Update: Pressure on BSA intense and unrelenting: SourceLink

American Spectator
Did the Boy Scouts Cave to Pressure?
by Robert Kirchhoefer May 24, 2013, 12:00 AM

The Boy Scouts of America voted to lift the ban on openly gay Scouts on Thursday afternoon. Their rule forbidding gay scoutmasters and adult leaders is still in place.

The decision is not at all surprising. The Scouts faced extreme pressure from groups like GLAAD and Scouts for Equality to lift the ban.

Scouts for Equality proved a formidable fighting force in the battle against the ban. The group, founded by 21-year-old Zach Wahls, the son of two lesbian mothers, has 15,000 members, including 20 full-time employees dedicated to the cause. Scouts for Equality zeroed in on 200 councils and even hired Global Strategy Group, a communications firm, to drill in its message.

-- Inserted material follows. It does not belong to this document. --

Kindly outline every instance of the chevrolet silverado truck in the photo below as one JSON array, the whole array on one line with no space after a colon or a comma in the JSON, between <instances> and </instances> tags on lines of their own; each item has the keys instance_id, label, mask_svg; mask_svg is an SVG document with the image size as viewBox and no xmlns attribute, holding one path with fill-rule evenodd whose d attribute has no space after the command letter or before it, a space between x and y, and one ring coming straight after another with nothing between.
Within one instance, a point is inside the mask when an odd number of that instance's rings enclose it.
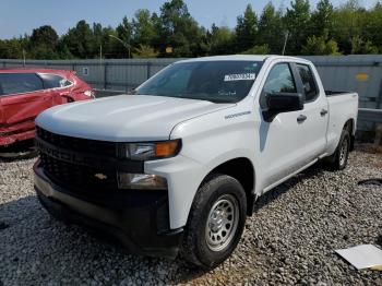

GLAAD aided Scouts for Equality in its cause by helping to gather thousands of signatures via It also focused on churches and faith communities, which represent the largest group of donors to the BSA, some of whom the organization risks losing.

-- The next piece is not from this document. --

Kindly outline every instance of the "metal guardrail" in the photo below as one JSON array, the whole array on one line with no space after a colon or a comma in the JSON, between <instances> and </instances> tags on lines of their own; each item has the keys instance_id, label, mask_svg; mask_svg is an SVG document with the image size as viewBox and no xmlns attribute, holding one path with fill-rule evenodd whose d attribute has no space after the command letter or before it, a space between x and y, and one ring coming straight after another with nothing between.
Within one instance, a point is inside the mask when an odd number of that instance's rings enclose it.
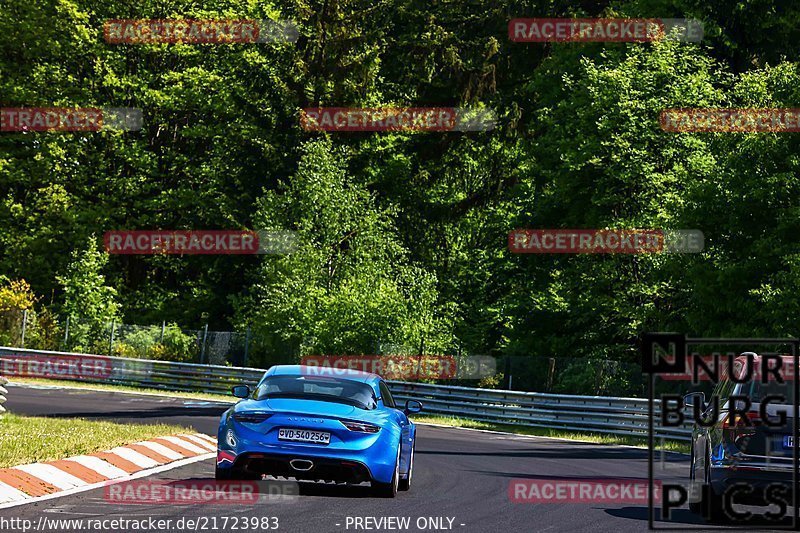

In addition, cases like that of Ryan Andresen helped to publicize the cause. Andresen, an openly gay teen from Moraga, Calif., applied to become an Eagle Scout but was rejected solely because of his sexual orientation. Andresen’s case became national news and he even appeared on the Ellen DeGeneres show.

The Family Research Council (FRC) led the defense of the ban. Senior Vice President Rob Schwarzwalder headed the Boy Scout task force dedicated to upholding the policy.

“People who join Scouts know what the rules are. They also know there are many alternative organizations for their boys in which prohibitions against homosexuality do not exist,” Schwarzwalder said in a statement on the Family Research Council website. “Just don’t ask the 2.7 million boys in the BSA… to compromise their moral convictions and permanently alter the very nature of Scouting.”

In retrospect, it seemed fairly inevitable that the BSA would vote to end the ban. The dedication of gay activists to the cause was enormous. With statements like “they might as well take America out of their name,” by GLAAD spokesman Rich Ferraro, it was easy to see how so many people were won over to the cause.

It’s a shame to think that this decision by the BSA might be due to the immense pressure that mounted before the vote. I hope that the 61 percent of the 1,400 members of the BSA that voted honestly believed they were doing what was best for the organization and the boys, and didn’t merely feel that they had to cave to gay rights activists.

Either way, this is far from over. With the ban on gay Scouts gone, expect gay Scoutmasters to be next on the agenda for LGBT activists.